On May 31, 2016, a federal court in Arizona rejected P.F. Chang’s attempt to recover an additional $2 million it paid following a 2014 breach in which hackers obtained and posted on the Internet approximately 60,000 credit card numbers belonging to P.F. Chang’s customers. P.F. Chang’s was insured under a “CyberSecurity by Chubb Policy,” which it had purchased from Federal Insurance Company for an annual premium of $134,000. On its website, Federal marketed the policy as “a flexible insurance solution designed by cyber risk experts to address the full breadth of risks associated with doing business in today’s technology-dependent world” including “consequential loss resulting from cyber security breaches.”
After the 2014 breach, Federal agreed to reimburse P.F. Chang’s nearly $1.7 million for valid claims brought by injured customers and Issuers. However, when P.F. Chang’s sought reimbursement from Federal for an additional $2 million in fees and assessments that were charged back to P.F. Chang’s by its credit card service providers. Federal refused to pay contending, among other things, that P.F. Chang’s had no reasonable expectation of coverage for these amounts. P.F. Chang’s filed suit.
The court granted summary judgment in favor of Federal. In doing so, the court determined that the record did not support P.F. Chang’s argument that it reasonably expected the policy’s broad cyber coverage would extend to the imposed fees and assessments. But, this aspect of the decision ignores the very essence of Federal’s cyber policy, which was marketed by Federal as comprehensive coverage designed “to address the full breadth of risks associated with doing business in today’s technology-dependent world.”

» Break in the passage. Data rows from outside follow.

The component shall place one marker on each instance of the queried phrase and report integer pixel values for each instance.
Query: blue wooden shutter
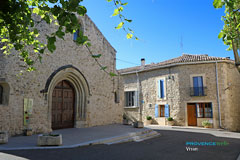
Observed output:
(162, 88)
(75, 35)
(195, 86)
(156, 110)
(159, 89)
(166, 110)
(200, 85)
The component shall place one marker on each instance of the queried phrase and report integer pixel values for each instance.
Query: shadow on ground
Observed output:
(171, 145)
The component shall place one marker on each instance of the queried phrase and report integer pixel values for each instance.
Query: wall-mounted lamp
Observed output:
(171, 77)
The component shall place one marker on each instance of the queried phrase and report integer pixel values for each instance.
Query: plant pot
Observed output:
(171, 123)
(49, 140)
(138, 124)
(148, 122)
(3, 137)
(125, 121)
(28, 132)
(208, 126)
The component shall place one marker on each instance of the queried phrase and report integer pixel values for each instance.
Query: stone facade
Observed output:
(94, 89)
(178, 81)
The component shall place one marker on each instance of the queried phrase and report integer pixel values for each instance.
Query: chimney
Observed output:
(143, 62)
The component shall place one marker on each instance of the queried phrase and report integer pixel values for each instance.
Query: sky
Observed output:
(162, 26)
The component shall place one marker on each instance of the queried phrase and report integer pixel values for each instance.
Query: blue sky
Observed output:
(160, 24)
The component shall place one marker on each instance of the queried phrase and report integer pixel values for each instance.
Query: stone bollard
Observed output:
(49, 140)
(3, 137)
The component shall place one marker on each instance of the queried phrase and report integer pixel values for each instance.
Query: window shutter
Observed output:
(166, 110)
(136, 101)
(162, 88)
(156, 110)
(159, 88)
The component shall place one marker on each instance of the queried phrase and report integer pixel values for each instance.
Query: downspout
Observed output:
(138, 99)
(218, 101)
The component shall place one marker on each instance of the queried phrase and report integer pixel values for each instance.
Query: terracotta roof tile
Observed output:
(185, 58)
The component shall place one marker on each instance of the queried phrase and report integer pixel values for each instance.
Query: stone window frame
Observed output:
(5, 93)
(130, 90)
(198, 75)
(78, 31)
(164, 78)
(1, 94)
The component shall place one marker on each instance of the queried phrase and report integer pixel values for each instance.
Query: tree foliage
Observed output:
(231, 29)
(19, 31)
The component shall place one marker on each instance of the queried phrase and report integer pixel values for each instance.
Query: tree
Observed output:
(18, 26)
(231, 29)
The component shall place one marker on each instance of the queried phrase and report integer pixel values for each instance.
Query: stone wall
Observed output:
(178, 82)
(101, 108)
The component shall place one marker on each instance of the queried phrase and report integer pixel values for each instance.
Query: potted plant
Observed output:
(3, 137)
(125, 120)
(206, 124)
(27, 132)
(148, 121)
(170, 121)
(49, 139)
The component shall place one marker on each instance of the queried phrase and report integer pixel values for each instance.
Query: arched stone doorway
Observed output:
(63, 105)
(80, 86)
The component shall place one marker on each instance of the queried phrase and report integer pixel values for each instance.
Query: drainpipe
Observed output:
(218, 101)
(138, 99)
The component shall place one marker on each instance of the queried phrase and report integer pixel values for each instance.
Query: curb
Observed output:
(93, 142)
(238, 157)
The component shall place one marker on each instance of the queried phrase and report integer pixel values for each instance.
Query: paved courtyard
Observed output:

The court noted that Federal had not outright denied coverage in its entirety as it had acknowledged coverage under its CyberSecurity policy for multimillion dollar losses relating to other valid claims brought by injured customers and issuers. The decision underscores, however, the critical importance of knowing the scope of your cyber coverage before purchasing the policy and before a breach occurs. The decision also serves as a reminder that unlike with standard property and general liability forms, today’s cyber products are still rapidly evolving, causing market products and coverages to be inconsistent and varied. What may be covered under one policy very well may not be covered under another – there is no “one size fits all.” Policyholders, therefore, should engage knowledgeable brokers and coverage counsel to assist with their policy procurement or reviews of coverage that is already in place.